Research from the Press Association revealed the scale of changes that travellers have faced in England since the coronavirus crisis started last year.
The number of changes in Scotland, Wales and Northern Ireland have also been at a similar level as the three devolved administrations have largely followed the same rules as England for international travel.
The PA study found that the UK government’s list of quarantine-free travel corridors changed nearly every week from July 2020 to January 2021, with the changes usually communicated through transport secretary Grant Shapps’ Twitter account.
Since reopening international travel in May 2021, the government has tried to provide “more certainty” by reviewing the traffic light destination lists every three weeks.

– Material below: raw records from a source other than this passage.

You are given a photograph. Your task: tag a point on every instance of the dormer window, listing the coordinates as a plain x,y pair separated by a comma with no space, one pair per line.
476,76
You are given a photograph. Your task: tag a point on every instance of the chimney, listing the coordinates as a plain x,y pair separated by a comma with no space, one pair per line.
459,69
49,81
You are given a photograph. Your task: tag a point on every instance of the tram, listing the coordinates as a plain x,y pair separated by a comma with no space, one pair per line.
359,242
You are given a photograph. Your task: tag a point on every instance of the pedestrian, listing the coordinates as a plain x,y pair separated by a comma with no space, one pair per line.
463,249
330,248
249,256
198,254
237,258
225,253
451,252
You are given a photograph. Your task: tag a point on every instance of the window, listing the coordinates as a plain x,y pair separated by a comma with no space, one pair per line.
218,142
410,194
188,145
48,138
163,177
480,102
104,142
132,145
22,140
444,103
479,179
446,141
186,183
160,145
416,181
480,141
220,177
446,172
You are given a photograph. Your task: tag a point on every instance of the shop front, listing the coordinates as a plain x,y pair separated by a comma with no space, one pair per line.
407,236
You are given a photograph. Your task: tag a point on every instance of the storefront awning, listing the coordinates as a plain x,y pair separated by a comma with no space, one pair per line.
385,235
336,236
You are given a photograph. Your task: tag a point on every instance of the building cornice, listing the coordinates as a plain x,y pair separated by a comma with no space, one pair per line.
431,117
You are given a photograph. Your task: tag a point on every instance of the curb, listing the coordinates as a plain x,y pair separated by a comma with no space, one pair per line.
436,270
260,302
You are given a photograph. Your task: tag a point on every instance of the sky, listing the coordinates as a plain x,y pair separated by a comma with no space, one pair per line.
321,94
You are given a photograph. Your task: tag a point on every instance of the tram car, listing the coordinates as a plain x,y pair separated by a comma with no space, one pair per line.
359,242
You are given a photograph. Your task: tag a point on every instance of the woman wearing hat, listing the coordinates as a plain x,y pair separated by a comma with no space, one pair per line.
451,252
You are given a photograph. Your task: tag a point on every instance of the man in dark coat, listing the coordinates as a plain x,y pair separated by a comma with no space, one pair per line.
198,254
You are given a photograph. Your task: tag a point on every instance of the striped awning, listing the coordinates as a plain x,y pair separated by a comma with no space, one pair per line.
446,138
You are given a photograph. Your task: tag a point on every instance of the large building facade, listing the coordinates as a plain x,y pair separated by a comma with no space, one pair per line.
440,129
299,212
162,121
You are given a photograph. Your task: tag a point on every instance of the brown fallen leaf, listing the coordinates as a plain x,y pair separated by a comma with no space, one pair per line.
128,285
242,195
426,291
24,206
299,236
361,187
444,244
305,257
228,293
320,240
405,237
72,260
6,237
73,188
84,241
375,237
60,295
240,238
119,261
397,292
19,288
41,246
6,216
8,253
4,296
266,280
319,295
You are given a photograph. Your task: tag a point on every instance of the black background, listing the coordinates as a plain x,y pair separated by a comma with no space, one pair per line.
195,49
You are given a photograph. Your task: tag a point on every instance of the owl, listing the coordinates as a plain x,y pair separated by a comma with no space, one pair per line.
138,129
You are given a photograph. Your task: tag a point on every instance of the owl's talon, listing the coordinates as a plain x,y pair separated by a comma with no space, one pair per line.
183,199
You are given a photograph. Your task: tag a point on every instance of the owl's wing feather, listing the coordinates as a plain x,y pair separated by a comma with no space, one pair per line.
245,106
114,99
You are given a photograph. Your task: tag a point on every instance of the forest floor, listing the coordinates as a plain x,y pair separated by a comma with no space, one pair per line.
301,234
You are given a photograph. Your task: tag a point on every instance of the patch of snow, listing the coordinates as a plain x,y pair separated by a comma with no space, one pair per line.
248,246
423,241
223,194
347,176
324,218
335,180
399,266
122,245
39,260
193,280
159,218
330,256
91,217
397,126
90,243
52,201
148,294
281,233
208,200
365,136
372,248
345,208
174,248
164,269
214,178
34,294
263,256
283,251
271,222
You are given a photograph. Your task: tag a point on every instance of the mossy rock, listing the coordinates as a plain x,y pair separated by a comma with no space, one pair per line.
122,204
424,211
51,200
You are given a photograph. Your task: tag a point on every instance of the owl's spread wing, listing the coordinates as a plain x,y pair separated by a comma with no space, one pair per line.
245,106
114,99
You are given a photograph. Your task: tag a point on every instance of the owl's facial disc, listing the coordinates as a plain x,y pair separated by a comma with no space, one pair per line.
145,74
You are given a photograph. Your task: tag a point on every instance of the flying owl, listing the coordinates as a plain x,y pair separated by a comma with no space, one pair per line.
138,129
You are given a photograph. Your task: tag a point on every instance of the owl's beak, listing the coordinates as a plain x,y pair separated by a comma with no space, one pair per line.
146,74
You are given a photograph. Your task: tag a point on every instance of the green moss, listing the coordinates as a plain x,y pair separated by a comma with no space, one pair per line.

But there have also been high-profile unscheduled changes to the status of key destinations, particularly Portugal (from green to amber) and France (from amber to amber plus), causing more disruption to travel plans in recent months as UK travellers rushed home early to avoid being caught out by quarantine restrictions.
The travel industry has criticised these unscheduled moves for “undermining” public confidence in the traffic light system, particularly when it emerged that France’s move to a short-lived “amber plus” category was mainly due to the number of Covid cases on the Indian Ocean island of Reunion.
But Shapps and other ministers have insisted that they have had to “act quickly” in some cases, particularly when there has been data about variants “of concern”.